Zimbabwe's Minister of Health and Child Welfare, Dr. David Parirenyatwa, says that the illegal sanctions imposed on Zimbabwe by the West have severely compromised the country's health delivery system.
Parirenyatwa is appealing to the ongoing World Health Assembly in Geneva, Switzerland, to join the country in calling for the unconditional lifting of these sanctions. He calls the sanctions an unacceptable and unjustified health punishment on the people of Zimbabwe.
Britain, its fellow European Union members and the United States, imposed sanctions on Zimbabwe following the country's land reform program.
Says Parirenyatwa: "Some powerful countries have imposed economic and other forms of sanctions on our country. The knock-on effects these measures are having on the health of the people of Zimbabwe cannot be over-emphasized. As a result of this, the quality of our health services provision has been compromised.
"This World Health Assembly must appreciate the effects of these illegal sanctions against our country because the final consequence is that poor health in Zimbabwe can quickly become a big threat to international health security. Clearly, this health punishment against the people of Zimbabwe is undeserved and for the reasons given above, unacceptable ethically and further compromises health security.
"We urge this World Health Assembly to support our call for the urgent and unconditional lifting of these illegal economic sanctions as they are a threat to international health security," appealed Dr Parirenyatwa.
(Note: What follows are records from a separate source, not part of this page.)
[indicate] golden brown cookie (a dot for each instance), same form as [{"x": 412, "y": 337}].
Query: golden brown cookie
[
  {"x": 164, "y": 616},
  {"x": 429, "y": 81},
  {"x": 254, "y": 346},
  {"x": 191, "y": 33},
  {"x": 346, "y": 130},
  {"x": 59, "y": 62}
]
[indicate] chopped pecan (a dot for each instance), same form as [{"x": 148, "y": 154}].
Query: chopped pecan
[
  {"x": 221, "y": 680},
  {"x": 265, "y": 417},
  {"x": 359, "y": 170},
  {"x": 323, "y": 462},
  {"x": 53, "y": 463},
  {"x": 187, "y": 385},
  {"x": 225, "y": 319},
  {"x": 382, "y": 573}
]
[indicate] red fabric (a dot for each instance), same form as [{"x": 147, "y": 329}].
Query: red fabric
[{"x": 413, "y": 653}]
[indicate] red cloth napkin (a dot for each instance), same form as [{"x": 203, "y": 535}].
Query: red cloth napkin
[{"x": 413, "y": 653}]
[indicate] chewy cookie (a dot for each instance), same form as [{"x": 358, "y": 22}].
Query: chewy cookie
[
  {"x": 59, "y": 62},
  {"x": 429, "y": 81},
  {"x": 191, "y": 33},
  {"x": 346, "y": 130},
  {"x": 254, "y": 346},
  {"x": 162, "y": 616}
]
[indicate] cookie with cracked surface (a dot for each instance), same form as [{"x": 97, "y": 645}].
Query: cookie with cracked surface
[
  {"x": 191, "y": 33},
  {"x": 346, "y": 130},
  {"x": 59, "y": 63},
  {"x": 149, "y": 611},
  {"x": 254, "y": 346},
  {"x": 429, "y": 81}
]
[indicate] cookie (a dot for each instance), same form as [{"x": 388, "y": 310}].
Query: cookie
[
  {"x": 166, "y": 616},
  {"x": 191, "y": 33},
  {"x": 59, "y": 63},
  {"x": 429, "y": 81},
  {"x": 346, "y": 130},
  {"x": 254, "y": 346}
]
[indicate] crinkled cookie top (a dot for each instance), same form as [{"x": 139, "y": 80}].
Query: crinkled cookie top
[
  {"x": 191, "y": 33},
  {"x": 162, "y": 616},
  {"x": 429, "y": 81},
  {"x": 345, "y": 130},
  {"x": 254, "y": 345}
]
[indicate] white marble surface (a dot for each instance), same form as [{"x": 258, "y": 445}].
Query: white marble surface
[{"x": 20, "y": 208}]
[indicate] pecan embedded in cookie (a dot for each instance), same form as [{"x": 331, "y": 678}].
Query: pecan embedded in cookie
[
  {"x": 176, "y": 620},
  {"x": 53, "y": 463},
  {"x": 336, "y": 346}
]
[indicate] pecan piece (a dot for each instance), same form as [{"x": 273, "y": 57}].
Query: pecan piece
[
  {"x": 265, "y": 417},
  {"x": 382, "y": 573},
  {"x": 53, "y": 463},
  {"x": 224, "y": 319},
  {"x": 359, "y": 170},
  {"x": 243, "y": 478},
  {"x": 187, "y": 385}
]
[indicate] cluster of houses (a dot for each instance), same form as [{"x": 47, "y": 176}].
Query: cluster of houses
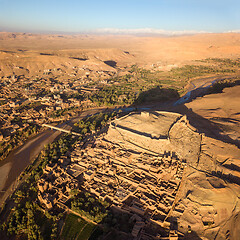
[
  {"x": 142, "y": 184},
  {"x": 36, "y": 98}
]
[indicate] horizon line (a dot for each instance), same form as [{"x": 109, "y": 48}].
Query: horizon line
[{"x": 122, "y": 31}]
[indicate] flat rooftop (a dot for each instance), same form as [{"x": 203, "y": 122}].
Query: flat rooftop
[{"x": 152, "y": 124}]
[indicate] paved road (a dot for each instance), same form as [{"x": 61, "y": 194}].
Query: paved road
[{"x": 19, "y": 159}]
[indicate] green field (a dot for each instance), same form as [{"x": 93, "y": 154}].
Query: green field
[{"x": 76, "y": 228}]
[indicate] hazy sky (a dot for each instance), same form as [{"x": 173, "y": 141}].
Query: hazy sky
[{"x": 114, "y": 15}]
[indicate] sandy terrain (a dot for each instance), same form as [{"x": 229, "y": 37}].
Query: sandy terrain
[
  {"x": 34, "y": 52},
  {"x": 222, "y": 109}
]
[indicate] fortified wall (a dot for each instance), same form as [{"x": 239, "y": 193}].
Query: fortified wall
[{"x": 157, "y": 132}]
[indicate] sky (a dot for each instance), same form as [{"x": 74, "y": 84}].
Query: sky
[{"x": 124, "y": 16}]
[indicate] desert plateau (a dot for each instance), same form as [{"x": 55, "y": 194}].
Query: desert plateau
[{"x": 106, "y": 136}]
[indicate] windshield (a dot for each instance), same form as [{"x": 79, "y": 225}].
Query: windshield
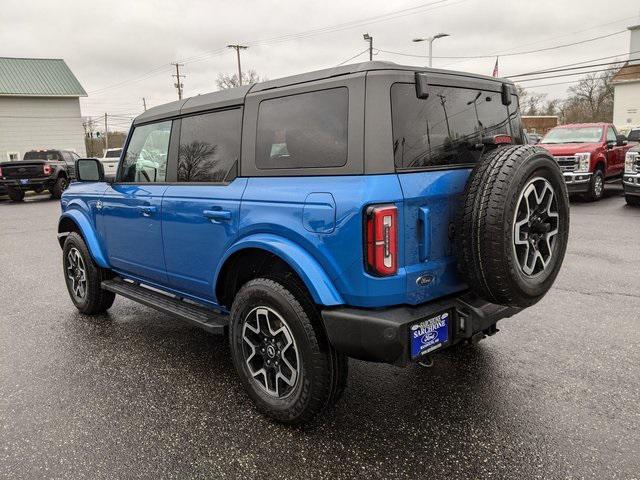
[
  {"x": 42, "y": 155},
  {"x": 573, "y": 135}
]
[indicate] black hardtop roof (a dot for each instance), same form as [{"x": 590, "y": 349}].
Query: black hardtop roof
[{"x": 235, "y": 96}]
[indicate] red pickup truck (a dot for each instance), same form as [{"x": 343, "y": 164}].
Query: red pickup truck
[{"x": 588, "y": 155}]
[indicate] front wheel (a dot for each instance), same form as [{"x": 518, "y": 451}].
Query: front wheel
[
  {"x": 84, "y": 278},
  {"x": 281, "y": 353}
]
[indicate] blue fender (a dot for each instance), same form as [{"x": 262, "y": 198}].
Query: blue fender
[
  {"x": 312, "y": 274},
  {"x": 89, "y": 235}
]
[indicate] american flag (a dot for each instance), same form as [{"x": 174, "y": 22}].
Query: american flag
[{"x": 495, "y": 69}]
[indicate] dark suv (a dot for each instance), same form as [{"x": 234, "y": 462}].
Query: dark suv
[
  {"x": 373, "y": 211},
  {"x": 38, "y": 171}
]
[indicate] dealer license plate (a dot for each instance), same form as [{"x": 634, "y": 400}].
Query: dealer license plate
[{"x": 429, "y": 334}]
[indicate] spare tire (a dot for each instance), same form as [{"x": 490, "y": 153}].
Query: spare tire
[{"x": 513, "y": 230}]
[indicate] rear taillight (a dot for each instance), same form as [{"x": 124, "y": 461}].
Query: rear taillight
[{"x": 381, "y": 242}]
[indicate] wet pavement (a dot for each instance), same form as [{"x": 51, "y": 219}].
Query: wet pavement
[{"x": 136, "y": 394}]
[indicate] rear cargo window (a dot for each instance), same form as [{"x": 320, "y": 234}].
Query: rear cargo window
[
  {"x": 447, "y": 128},
  {"x": 307, "y": 130}
]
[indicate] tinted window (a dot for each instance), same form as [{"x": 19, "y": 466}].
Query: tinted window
[
  {"x": 43, "y": 155},
  {"x": 447, "y": 128},
  {"x": 634, "y": 136},
  {"x": 307, "y": 130},
  {"x": 209, "y": 146},
  {"x": 146, "y": 158}
]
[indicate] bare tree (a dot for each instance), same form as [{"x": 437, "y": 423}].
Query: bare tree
[
  {"x": 226, "y": 80},
  {"x": 591, "y": 100}
]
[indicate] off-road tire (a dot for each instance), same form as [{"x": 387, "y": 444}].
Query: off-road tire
[
  {"x": 59, "y": 187},
  {"x": 323, "y": 373},
  {"x": 15, "y": 194},
  {"x": 594, "y": 194},
  {"x": 96, "y": 300},
  {"x": 485, "y": 230},
  {"x": 632, "y": 200}
]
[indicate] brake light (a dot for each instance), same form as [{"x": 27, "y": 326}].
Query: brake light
[{"x": 381, "y": 243}]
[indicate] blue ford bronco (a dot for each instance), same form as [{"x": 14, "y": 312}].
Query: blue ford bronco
[{"x": 372, "y": 211}]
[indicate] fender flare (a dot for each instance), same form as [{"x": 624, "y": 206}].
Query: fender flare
[
  {"x": 88, "y": 233},
  {"x": 308, "y": 269}
]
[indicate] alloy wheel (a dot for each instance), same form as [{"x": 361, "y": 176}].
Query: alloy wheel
[
  {"x": 270, "y": 352},
  {"x": 77, "y": 273},
  {"x": 535, "y": 226}
]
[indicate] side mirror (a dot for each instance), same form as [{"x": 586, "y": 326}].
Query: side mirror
[{"x": 89, "y": 170}]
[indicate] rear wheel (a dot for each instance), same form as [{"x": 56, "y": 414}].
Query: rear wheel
[
  {"x": 515, "y": 224},
  {"x": 59, "y": 187},
  {"x": 632, "y": 200},
  {"x": 281, "y": 352},
  {"x": 16, "y": 195},
  {"x": 84, "y": 278}
]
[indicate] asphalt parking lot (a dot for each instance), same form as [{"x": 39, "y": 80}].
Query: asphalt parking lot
[{"x": 136, "y": 394}]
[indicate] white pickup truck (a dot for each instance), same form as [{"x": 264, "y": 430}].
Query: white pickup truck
[{"x": 110, "y": 161}]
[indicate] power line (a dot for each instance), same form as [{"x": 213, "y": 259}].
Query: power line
[{"x": 514, "y": 53}]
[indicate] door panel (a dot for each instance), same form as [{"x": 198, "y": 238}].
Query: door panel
[
  {"x": 132, "y": 216},
  {"x": 199, "y": 223}
]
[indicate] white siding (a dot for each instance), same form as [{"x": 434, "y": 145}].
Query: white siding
[
  {"x": 626, "y": 104},
  {"x": 28, "y": 123}
]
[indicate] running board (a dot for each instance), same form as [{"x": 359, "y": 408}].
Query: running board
[{"x": 205, "y": 318}]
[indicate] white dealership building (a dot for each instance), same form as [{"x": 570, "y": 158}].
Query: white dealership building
[{"x": 39, "y": 107}]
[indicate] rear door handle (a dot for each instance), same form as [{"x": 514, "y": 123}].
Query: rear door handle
[
  {"x": 217, "y": 215},
  {"x": 147, "y": 210}
]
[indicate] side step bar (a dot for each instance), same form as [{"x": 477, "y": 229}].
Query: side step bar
[{"x": 205, "y": 318}]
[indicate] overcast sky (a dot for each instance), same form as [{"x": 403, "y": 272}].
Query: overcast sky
[{"x": 121, "y": 50}]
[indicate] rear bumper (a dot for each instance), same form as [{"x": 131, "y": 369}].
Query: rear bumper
[
  {"x": 577, "y": 182},
  {"x": 631, "y": 184},
  {"x": 383, "y": 335}
]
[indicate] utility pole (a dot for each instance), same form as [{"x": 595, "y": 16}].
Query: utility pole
[
  {"x": 237, "y": 48},
  {"x": 106, "y": 132},
  {"x": 369, "y": 39},
  {"x": 179, "y": 85}
]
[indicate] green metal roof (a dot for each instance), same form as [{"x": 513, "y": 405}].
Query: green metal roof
[{"x": 38, "y": 77}]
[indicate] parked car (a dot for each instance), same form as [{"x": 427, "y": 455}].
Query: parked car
[
  {"x": 533, "y": 138},
  {"x": 110, "y": 161},
  {"x": 631, "y": 179},
  {"x": 589, "y": 154},
  {"x": 370, "y": 213},
  {"x": 39, "y": 170}
]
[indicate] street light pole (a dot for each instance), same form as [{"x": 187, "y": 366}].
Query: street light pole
[
  {"x": 237, "y": 49},
  {"x": 369, "y": 39},
  {"x": 430, "y": 40}
]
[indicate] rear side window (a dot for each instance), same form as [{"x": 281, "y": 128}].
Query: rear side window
[
  {"x": 209, "y": 146},
  {"x": 447, "y": 128},
  {"x": 146, "y": 157},
  {"x": 307, "y": 130}
]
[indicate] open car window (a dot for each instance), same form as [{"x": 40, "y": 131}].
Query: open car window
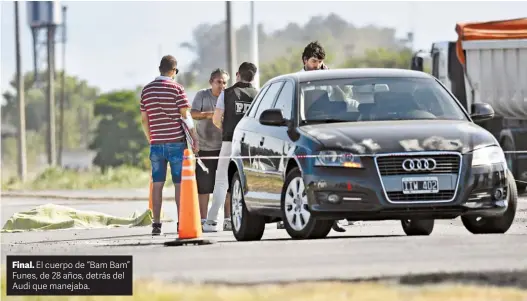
[{"x": 376, "y": 99}]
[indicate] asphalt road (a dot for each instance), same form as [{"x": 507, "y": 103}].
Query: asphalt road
[{"x": 371, "y": 249}]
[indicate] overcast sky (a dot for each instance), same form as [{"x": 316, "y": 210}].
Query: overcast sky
[{"x": 117, "y": 44}]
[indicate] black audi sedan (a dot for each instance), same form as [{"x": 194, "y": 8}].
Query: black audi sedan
[{"x": 365, "y": 145}]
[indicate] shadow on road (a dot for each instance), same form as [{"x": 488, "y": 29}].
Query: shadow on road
[{"x": 516, "y": 278}]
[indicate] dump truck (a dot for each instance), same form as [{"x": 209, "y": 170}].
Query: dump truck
[{"x": 488, "y": 63}]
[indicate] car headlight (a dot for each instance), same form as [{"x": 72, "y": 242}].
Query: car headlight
[
  {"x": 338, "y": 159},
  {"x": 488, "y": 155}
]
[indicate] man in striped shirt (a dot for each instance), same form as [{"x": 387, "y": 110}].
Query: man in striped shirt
[{"x": 165, "y": 110}]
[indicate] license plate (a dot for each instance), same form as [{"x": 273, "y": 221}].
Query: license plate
[{"x": 420, "y": 185}]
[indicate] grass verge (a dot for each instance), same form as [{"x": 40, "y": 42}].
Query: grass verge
[
  {"x": 116, "y": 178},
  {"x": 58, "y": 179},
  {"x": 323, "y": 291}
]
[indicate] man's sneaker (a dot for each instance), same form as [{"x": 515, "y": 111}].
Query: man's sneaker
[
  {"x": 227, "y": 226},
  {"x": 210, "y": 226},
  {"x": 156, "y": 229}
]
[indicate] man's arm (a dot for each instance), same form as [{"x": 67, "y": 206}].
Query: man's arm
[
  {"x": 217, "y": 118},
  {"x": 197, "y": 105},
  {"x": 146, "y": 127}
]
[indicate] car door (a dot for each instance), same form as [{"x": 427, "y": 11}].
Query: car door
[
  {"x": 274, "y": 147},
  {"x": 255, "y": 170}
]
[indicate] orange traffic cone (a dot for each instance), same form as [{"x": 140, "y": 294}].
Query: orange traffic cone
[{"x": 190, "y": 230}]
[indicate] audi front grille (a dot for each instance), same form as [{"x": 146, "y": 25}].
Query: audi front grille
[
  {"x": 393, "y": 165},
  {"x": 415, "y": 164}
]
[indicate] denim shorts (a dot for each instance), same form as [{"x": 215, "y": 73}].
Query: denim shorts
[{"x": 161, "y": 154}]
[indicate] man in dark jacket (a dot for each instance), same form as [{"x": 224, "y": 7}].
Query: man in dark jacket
[
  {"x": 232, "y": 104},
  {"x": 313, "y": 59}
]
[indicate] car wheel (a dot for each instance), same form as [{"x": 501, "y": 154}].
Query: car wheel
[
  {"x": 298, "y": 221},
  {"x": 498, "y": 224},
  {"x": 246, "y": 226},
  {"x": 508, "y": 146},
  {"x": 414, "y": 227}
]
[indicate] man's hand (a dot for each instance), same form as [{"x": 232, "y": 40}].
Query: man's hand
[
  {"x": 217, "y": 118},
  {"x": 208, "y": 115},
  {"x": 198, "y": 115},
  {"x": 195, "y": 145}
]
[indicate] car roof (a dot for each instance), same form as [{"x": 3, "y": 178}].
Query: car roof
[{"x": 352, "y": 73}]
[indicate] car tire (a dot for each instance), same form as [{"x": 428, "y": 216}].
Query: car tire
[
  {"x": 499, "y": 224},
  {"x": 246, "y": 226},
  {"x": 508, "y": 146},
  {"x": 295, "y": 208},
  {"x": 415, "y": 227}
]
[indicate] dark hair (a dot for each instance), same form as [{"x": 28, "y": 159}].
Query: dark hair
[
  {"x": 218, "y": 72},
  {"x": 313, "y": 49},
  {"x": 247, "y": 71},
  {"x": 167, "y": 64}
]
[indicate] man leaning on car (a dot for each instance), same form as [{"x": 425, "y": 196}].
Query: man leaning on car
[{"x": 313, "y": 59}]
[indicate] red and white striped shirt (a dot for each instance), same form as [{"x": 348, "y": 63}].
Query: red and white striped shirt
[{"x": 162, "y": 99}]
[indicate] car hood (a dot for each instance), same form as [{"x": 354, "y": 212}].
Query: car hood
[{"x": 400, "y": 136}]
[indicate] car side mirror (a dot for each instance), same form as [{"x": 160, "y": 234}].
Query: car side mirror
[
  {"x": 272, "y": 117},
  {"x": 481, "y": 111},
  {"x": 417, "y": 63}
]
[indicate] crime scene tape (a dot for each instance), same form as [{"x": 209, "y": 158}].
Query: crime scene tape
[
  {"x": 199, "y": 158},
  {"x": 204, "y": 168}
]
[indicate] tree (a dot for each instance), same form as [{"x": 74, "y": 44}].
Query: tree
[
  {"x": 335, "y": 33},
  {"x": 119, "y": 138}
]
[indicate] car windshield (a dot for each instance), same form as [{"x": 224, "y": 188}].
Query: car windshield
[{"x": 376, "y": 99}]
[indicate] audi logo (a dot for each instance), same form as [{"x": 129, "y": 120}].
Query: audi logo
[{"x": 419, "y": 164}]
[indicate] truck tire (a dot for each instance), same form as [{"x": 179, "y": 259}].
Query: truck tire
[
  {"x": 495, "y": 225},
  {"x": 247, "y": 226},
  {"x": 294, "y": 208},
  {"x": 415, "y": 227}
]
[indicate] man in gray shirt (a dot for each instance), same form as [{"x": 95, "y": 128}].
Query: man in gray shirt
[{"x": 209, "y": 136}]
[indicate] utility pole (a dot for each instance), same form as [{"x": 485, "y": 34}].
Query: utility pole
[
  {"x": 231, "y": 44},
  {"x": 254, "y": 46},
  {"x": 63, "y": 86},
  {"x": 51, "y": 143},
  {"x": 22, "y": 159}
]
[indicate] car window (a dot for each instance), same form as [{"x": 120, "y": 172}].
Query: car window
[
  {"x": 377, "y": 99},
  {"x": 256, "y": 101},
  {"x": 268, "y": 98},
  {"x": 285, "y": 100}
]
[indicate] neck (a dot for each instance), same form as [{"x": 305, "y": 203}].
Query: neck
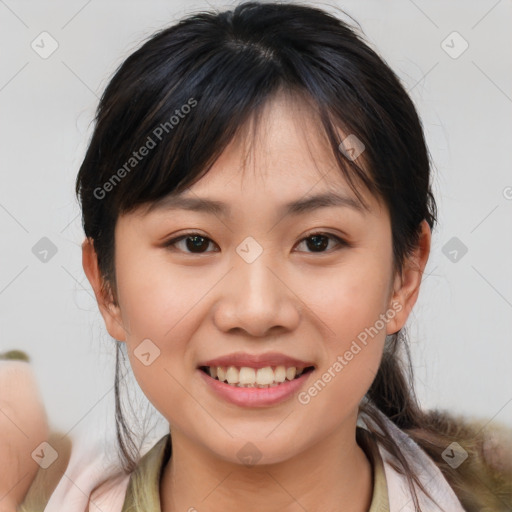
[{"x": 331, "y": 475}]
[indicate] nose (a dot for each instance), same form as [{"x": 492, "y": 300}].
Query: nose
[{"x": 255, "y": 298}]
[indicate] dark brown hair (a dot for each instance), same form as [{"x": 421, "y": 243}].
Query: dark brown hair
[{"x": 193, "y": 86}]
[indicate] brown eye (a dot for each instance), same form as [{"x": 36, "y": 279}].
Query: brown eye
[
  {"x": 195, "y": 243},
  {"x": 318, "y": 242}
]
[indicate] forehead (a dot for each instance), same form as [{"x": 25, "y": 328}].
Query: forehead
[{"x": 280, "y": 158}]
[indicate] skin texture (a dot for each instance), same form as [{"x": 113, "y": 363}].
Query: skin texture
[
  {"x": 23, "y": 426},
  {"x": 310, "y": 305}
]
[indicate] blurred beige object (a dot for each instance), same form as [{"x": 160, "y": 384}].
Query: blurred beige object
[{"x": 23, "y": 427}]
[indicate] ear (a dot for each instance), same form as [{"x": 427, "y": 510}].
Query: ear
[
  {"x": 109, "y": 310},
  {"x": 407, "y": 284}
]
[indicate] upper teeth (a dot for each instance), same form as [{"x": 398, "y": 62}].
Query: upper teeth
[{"x": 251, "y": 377}]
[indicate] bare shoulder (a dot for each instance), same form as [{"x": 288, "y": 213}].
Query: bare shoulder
[{"x": 46, "y": 479}]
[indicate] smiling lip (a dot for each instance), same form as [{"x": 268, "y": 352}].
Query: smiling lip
[
  {"x": 256, "y": 361},
  {"x": 255, "y": 397}
]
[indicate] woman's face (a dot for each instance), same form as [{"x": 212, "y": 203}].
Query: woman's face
[{"x": 259, "y": 283}]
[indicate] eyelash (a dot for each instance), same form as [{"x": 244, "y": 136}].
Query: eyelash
[{"x": 340, "y": 242}]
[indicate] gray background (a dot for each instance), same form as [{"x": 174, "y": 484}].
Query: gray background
[{"x": 461, "y": 327}]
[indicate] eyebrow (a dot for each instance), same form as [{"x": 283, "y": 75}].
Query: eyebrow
[{"x": 218, "y": 208}]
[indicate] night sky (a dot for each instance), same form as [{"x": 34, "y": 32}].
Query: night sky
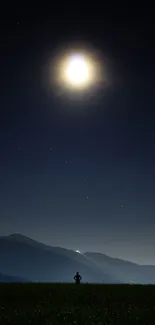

Dr Parirenyatwa said while there was a fallacy that the sanctions were targeted at individuals, ordinary Zimbabweans, particularly the poor, remained the most affected. The minister appealed to the international community not to shun Zimbabwe in terms of health needs, as this would make the country more vulnerable to international health security.
Dr Parirenyatwa added that despite the punitive sanctions, Zimbabwe continued to make great strides in health delivery with the limited resources at its disposal.
Such achievements, he said, included the decline in the HIV and Aids prevalence from 21 percent to 18,1 percent and the drop in malaria cases from three million to 1,8 million a year.
He said Zimbabwe strictly prescribed to lay down international health regulations for travelers.
"We have well-trained port health authorities who are alert to zoonotic diseases like avian flu. At the same time, suspicious diarrhoeal diseases are screened, among other conditions," Dr Parirenyatwa was quoted.